In the short-term, this can be an effective strategy for the child, but as they approach 7 or 8 years of age, the number of words they are required to be able to read can reach into the thousands. As they struggle to learn new words visually, others are forgotten, and reading becomes very hard indeed.
So the child with APW can have similar reading patterns to the Optilexic, but just for different reasons.
The solution for auditory processing weakness
You can hammer away at conventional phonics with one of these children for years without success. It can be a very tough experience for both child and teacher/parent. But we find that the visual phonics we use in Trainertext works well for them.
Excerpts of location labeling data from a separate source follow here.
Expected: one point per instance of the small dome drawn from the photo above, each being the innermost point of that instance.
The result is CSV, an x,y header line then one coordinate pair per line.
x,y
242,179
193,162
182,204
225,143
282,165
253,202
We don’t really know of another solution.
The Trainertext visual characters in the system provide a consistent structure for the sounds, while at the same time helping the child to learn phoneme/sound combinations. Every time the child sees a Trainertext character, that child knows the sound that it is associated with, and that sound never changes. As a result, the child is able to rely on their visual strengths to learn to read phonetically; a knowledge which provides a strategy for decoding all unknown words.